Venerdì i doganalisti a Villa Marigola, Pisano: "Il mondo e la logistica stanno cambiando, ci attendono grandi sfide" - Citta della Spezia

2022-10-11 20:46:36 By : Ms. Nancy Wong

La comunità portuale spezzina alle prese con un mondo che sta cambiando alla velocità della luce. Il sistema della logistica, in continuo movimento ed evoluzione per vocazione, sta rispondendo alle sollecitazioni e alle crisi che si susseguono per consentire all’economia di continuare a girare. “Il sistema sta reagendo e questo non può che far ben sperare. Ma il mondo sta cambiando e bisogna tratteggiare un modello diverso, di certo non quello del secolo scorso, ma nemmeno quello che è stato seguito nei primi 20 anni di quello attuale. Grandi sfide ci attendono all’orizzonte”. A sostenerlo è Bruno Pisano, presidente nazionale di Assocad – Associazione centri di assistenza doganale, che sarà anche uno dei protagonisti del convegno che venerdì 14 ottobre riunirà il comparto dei doganalisti a Villa Marigola.

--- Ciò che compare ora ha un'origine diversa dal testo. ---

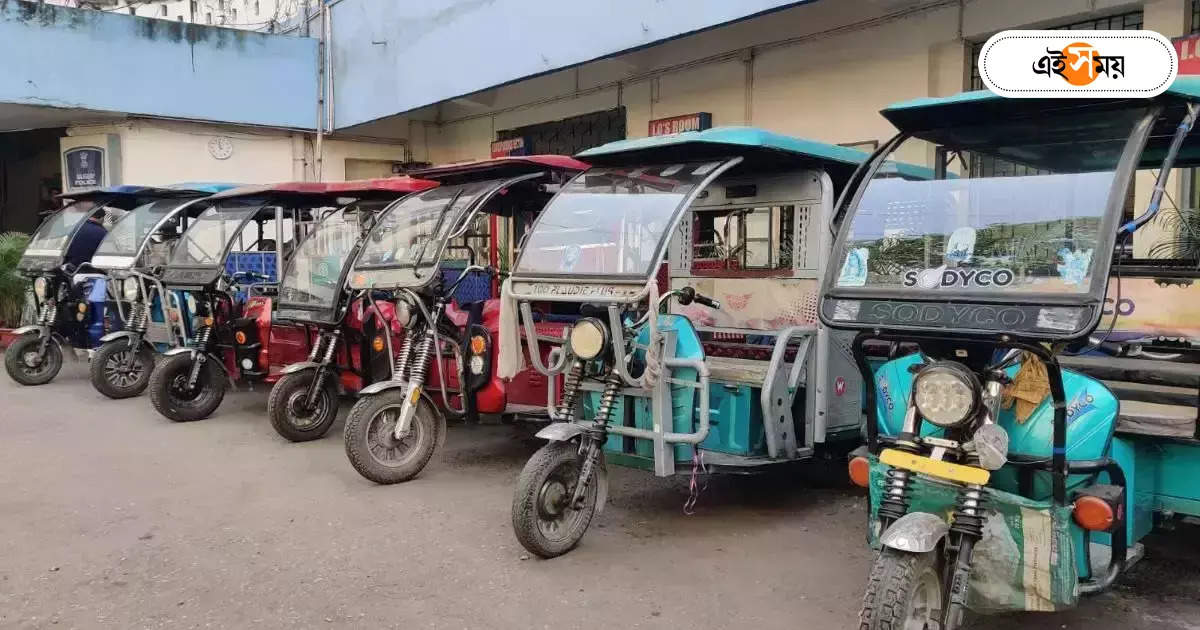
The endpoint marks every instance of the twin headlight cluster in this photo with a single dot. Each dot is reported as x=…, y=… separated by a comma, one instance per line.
x=946, y=394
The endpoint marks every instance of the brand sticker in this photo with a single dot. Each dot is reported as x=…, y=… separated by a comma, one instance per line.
x=961, y=279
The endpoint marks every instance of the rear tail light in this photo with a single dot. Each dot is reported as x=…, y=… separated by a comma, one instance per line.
x=859, y=471
x=1095, y=514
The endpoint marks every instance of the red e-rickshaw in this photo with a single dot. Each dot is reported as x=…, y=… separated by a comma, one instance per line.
x=438, y=257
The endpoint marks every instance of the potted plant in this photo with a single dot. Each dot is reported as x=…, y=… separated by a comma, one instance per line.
x=13, y=287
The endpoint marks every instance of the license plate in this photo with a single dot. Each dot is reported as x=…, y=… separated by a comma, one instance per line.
x=953, y=472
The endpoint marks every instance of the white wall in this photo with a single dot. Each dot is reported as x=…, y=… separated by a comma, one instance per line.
x=157, y=153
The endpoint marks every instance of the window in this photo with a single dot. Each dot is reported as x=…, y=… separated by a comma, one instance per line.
x=1121, y=22
x=743, y=239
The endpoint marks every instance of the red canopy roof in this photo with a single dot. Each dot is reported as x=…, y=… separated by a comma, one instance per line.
x=553, y=162
x=379, y=186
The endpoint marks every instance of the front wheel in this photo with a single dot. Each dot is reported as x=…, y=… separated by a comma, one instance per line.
x=903, y=593
x=543, y=517
x=29, y=366
x=292, y=418
x=120, y=371
x=371, y=441
x=175, y=400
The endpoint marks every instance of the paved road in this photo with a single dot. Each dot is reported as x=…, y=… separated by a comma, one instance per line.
x=112, y=516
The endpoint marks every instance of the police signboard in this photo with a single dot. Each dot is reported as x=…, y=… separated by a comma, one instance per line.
x=85, y=168
x=697, y=121
x=510, y=147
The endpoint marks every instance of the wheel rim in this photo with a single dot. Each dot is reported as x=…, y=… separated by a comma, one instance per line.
x=123, y=369
x=301, y=418
x=927, y=603
x=556, y=517
x=382, y=442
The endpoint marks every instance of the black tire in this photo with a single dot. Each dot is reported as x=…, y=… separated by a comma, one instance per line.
x=23, y=352
x=540, y=520
x=287, y=412
x=371, y=447
x=109, y=375
x=172, y=401
x=898, y=591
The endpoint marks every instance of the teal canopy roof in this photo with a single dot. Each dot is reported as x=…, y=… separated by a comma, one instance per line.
x=744, y=137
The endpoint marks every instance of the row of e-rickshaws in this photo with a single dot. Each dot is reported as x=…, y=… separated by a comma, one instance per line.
x=707, y=301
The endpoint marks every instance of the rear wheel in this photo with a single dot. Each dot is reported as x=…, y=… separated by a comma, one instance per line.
x=29, y=366
x=292, y=418
x=543, y=519
x=372, y=447
x=172, y=396
x=119, y=371
x=903, y=593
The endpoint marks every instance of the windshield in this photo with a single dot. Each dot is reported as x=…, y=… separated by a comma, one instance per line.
x=1024, y=210
x=52, y=238
x=610, y=221
x=127, y=234
x=407, y=241
x=205, y=240
x=312, y=277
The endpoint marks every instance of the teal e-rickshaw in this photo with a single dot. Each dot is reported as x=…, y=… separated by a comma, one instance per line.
x=133, y=255
x=999, y=479
x=729, y=228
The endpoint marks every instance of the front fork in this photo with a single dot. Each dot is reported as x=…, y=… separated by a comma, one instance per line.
x=323, y=370
x=201, y=357
x=597, y=435
x=418, y=367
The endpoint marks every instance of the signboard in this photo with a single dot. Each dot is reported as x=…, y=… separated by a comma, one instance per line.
x=510, y=147
x=1189, y=57
x=697, y=121
x=85, y=168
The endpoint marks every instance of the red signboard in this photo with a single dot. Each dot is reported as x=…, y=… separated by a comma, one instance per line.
x=697, y=121
x=1188, y=48
x=511, y=147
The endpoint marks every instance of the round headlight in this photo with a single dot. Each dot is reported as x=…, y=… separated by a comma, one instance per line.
x=403, y=312
x=946, y=394
x=130, y=288
x=588, y=339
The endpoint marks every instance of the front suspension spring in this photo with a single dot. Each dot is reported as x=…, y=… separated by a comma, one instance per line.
x=421, y=359
x=897, y=489
x=969, y=511
x=570, y=391
x=406, y=348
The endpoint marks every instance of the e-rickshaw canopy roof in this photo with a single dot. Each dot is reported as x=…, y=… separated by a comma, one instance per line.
x=142, y=192
x=499, y=168
x=762, y=151
x=379, y=187
x=1020, y=251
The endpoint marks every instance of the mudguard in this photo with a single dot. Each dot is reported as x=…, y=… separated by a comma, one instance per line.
x=561, y=431
x=132, y=336
x=916, y=533
x=383, y=385
x=299, y=367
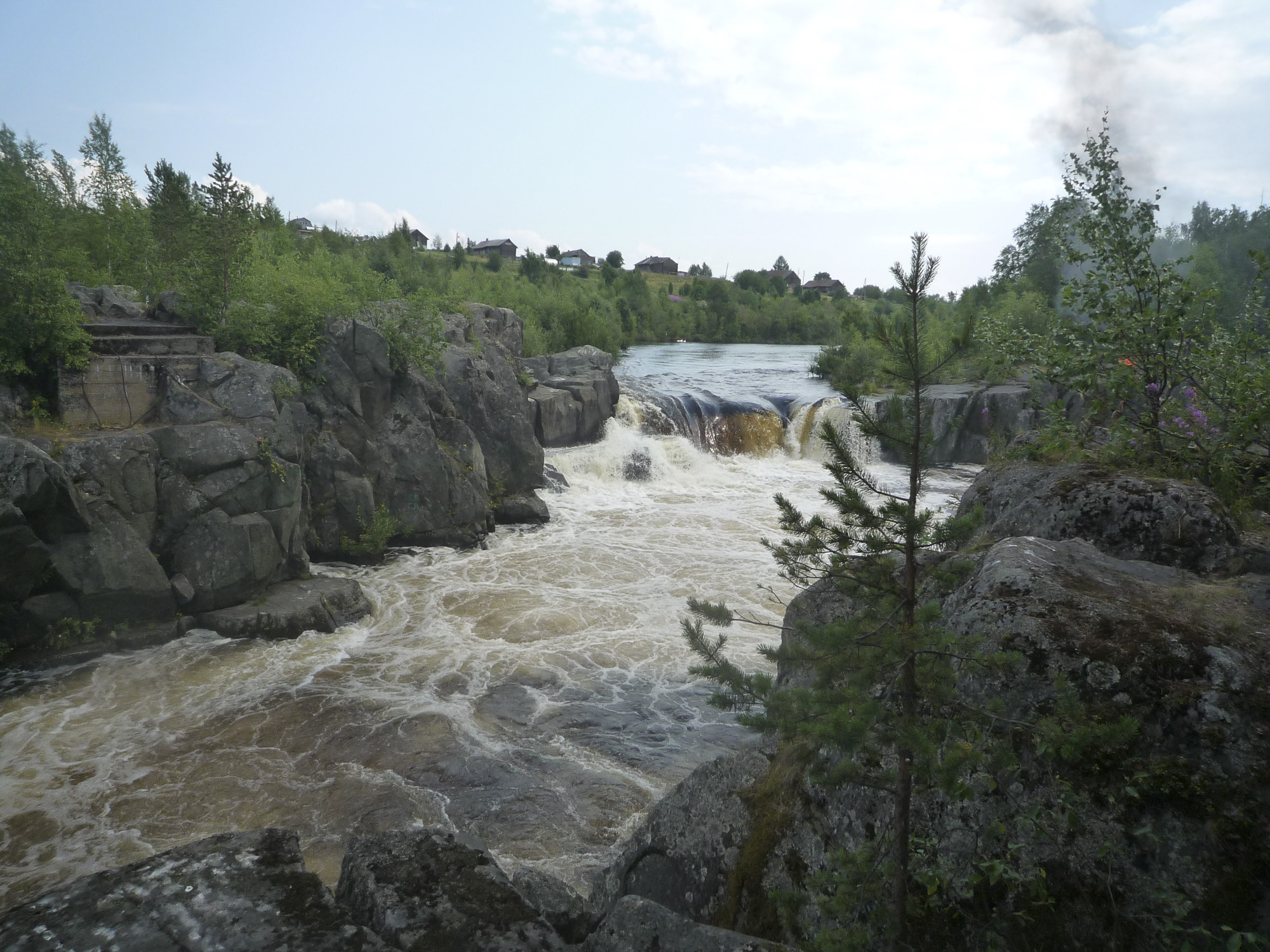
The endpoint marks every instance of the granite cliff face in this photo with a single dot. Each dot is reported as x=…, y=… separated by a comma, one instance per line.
x=1080, y=572
x=130, y=538
x=575, y=394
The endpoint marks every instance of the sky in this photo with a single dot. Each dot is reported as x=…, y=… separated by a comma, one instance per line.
x=718, y=131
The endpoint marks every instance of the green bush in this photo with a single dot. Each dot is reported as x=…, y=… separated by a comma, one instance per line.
x=374, y=539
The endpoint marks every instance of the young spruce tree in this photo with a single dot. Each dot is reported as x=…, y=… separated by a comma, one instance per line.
x=881, y=711
x=228, y=224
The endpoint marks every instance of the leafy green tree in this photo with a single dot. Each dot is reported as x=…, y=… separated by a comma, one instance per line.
x=176, y=219
x=228, y=220
x=40, y=323
x=750, y=280
x=1145, y=321
x=882, y=713
x=111, y=194
x=534, y=267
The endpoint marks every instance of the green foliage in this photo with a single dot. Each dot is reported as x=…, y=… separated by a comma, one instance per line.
x=534, y=268
x=412, y=329
x=882, y=711
x=69, y=633
x=265, y=456
x=1177, y=389
x=227, y=241
x=40, y=323
x=378, y=529
x=176, y=221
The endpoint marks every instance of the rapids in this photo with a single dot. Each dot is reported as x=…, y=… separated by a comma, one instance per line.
x=535, y=692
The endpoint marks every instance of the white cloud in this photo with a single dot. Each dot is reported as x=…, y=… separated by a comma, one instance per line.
x=952, y=112
x=525, y=239
x=363, y=218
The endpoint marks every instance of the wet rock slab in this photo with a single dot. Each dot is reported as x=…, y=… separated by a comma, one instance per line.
x=639, y=925
x=291, y=609
x=431, y=889
x=231, y=893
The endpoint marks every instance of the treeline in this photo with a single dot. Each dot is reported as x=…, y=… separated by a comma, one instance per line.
x=266, y=290
x=1028, y=296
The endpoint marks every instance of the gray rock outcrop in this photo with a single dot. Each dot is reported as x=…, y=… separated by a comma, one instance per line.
x=575, y=394
x=1182, y=654
x=639, y=925
x=211, y=515
x=557, y=902
x=1160, y=521
x=431, y=889
x=229, y=893
x=438, y=451
x=684, y=852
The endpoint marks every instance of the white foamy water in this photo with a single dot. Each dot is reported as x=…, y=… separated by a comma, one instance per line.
x=535, y=694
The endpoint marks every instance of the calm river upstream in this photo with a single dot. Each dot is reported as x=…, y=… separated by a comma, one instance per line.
x=535, y=694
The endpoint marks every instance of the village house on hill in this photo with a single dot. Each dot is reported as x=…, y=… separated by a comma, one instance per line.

Negli anni scorsi gli spezzini hanno imparato a conoscere meglio il porto dal punto di vista infrastrutturale, ma sono pochi quelli che conoscono anche le figure che lavorano dietro le quinte. Qual è il ruolo del doganalista nella catena della logistica? “Un tempo al di là del muro non si sapeva bene cosa ci fosse. Trovo molto bella una frase di Giorgio Bucchioni: Per anni quel muro è stato visto come la fine della città, invece dietro quel muro iniziava il mondo. E ancora oggi c’è chi pensa che la ricaduta occupazionale del porto sia solamente nella movimentazione dei container, di fatto nel terminal. In realtà ci sono tutta una serie di professioni e mestieri che ruotano intorno al trasporto delle merci, come l’esperto in materie fiscali e adempimenti doganali. Tutte le merci in fase di import o di export devono attraversare la linea della dogana e oggi lo fa nel rispetto della normativa doganale europea di riferimento per tutti gli stati dell’Unione. Dal 1960 esiste un Albo nazionale degli spedizionieri doganali al quale ci si può iscrivere dopo due anni di pratica e l’esame di Stato che concede di ottenere la licenza per operare in tutti i punti di confine, nei porti o nei punti intermodali sparsi per il Paese. Il proprietario delle merci, nel momento in cui queste attraversano la linea di confine, deve presentare la necessaria dichiarazione doganale, con elementi e adempimenti fiscali ben precisi. Ed è qui che entriamo in gioco noi, anche perché oggi non si ritira solamente la gabella: la fiscale è affiancata da altre più importanti, come i controlli di sicurezza sui prodotti, con il noto marchio CE, quelli sanitari, veterinari, quelli fitosanitari, ma anche quelli relativi alla proprietà intellettuale e dunque al fenomeno della contraffazione. Anche il pacchetto di sanzioni nei confronti della Russia è un aspetto che ci riguarda da vicino, perché, come detto, i doganalisti sono chiamati ad applicare le normative comunitarie”.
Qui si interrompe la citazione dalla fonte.